Image labels are in the form of a CSV containing paths to images.
- [planet-ResNet50.ipynb](https://github.com/amaiya/ktrain/tree/master/examples/vision): Using a pretrained ResNet50 model for multi-label classification.


## Graph Data

## Graph Datasets
### <a name="#nodeclass"></a> Graph Node Classification Datasets

### [PubMed-Diabetes](https://linqs-data.soe.ucsc.edu/public/Pubmed-Diabetes.tgz): Node Classification
#### [PubMed-Diabetes](https://linqs-data.soe.ucsc.edu/public/Pubmed-Diabetes.tgz): Node Classification

In the PubMed graph, each node represents a paper pertaining to one of three topics: *Diabetes Mellitus - Experimental*, *Diabetes Mellitus - Type 1*, and *Diabetes Mellitus - Type 2*. Links represent citations between papers. The attributes or features assigned to each node are in the form of a vector of words in each paper and their corresponding TF-IDF scores.

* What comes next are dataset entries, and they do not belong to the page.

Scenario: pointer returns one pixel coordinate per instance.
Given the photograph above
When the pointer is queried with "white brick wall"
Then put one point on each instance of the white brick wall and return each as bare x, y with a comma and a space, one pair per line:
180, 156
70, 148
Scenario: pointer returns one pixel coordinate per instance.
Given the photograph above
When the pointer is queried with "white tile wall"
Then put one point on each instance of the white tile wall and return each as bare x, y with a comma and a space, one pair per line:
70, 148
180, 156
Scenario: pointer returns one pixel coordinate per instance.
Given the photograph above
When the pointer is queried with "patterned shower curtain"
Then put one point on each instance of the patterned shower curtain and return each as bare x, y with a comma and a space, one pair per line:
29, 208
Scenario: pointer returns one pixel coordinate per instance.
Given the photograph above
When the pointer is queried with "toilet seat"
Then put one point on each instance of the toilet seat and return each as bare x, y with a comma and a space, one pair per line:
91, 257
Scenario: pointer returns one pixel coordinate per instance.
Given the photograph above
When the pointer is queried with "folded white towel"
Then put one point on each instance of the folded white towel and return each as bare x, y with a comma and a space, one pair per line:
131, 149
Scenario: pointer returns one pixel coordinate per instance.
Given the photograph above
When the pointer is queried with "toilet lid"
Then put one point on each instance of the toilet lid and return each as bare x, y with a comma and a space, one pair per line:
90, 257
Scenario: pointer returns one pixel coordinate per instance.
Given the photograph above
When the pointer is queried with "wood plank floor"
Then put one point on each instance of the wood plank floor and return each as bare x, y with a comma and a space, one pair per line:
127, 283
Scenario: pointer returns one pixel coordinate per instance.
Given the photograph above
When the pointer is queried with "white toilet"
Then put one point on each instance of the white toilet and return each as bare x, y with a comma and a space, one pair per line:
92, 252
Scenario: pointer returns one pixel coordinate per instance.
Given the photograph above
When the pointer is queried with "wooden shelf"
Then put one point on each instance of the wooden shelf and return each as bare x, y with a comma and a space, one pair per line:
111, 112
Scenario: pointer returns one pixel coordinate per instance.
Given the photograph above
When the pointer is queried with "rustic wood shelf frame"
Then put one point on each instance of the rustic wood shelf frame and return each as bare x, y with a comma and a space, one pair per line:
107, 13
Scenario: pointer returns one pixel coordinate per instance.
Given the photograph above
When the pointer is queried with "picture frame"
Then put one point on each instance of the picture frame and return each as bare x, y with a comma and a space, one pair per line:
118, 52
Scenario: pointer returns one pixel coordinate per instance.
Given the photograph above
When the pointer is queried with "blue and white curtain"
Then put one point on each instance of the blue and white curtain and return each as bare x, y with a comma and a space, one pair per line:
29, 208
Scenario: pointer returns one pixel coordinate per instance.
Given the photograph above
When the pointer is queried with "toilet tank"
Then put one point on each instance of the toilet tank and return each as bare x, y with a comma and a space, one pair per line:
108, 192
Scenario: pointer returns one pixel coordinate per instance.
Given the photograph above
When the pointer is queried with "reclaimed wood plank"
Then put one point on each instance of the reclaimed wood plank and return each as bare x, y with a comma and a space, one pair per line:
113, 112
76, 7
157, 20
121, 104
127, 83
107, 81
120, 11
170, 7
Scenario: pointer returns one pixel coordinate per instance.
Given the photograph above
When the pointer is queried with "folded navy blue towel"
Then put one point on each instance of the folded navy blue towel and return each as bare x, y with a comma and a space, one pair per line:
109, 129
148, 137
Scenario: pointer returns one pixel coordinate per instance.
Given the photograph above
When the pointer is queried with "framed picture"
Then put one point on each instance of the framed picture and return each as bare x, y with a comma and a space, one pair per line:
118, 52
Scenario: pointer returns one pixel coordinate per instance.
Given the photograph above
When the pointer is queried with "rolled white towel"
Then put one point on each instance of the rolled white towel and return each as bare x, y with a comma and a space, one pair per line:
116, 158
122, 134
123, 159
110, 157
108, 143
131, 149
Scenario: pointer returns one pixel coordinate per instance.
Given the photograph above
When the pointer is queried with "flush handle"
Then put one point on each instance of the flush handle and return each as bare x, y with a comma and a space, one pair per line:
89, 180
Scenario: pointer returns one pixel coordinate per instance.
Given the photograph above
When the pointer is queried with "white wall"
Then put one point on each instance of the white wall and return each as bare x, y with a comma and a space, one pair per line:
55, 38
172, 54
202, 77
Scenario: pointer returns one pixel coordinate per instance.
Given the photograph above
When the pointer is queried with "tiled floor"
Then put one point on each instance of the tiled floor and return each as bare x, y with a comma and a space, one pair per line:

- [pubmed-GraphSAGE.ipynb](https://github.com/amaiya/ktrain/tree/master/examples/graphs): GraphSAGE model for transductive and inductive inference.

### [Cora Citation Graph](https://linqs-data.soe.ucsc.edu/public/lbc/cora.tgz): Node Classification
#### [Cora Citation Graph](https://linqs-data.soe.ucsc.edu/public/lbc/cora.tgz): Node Classification

In the Cora citation graph, each node represents a paper pertaining to one of several topic categories. Links represent citations between papers. The attributes or features assigned to each node is in the form of a multi-hot-encoded vector of words in each paper.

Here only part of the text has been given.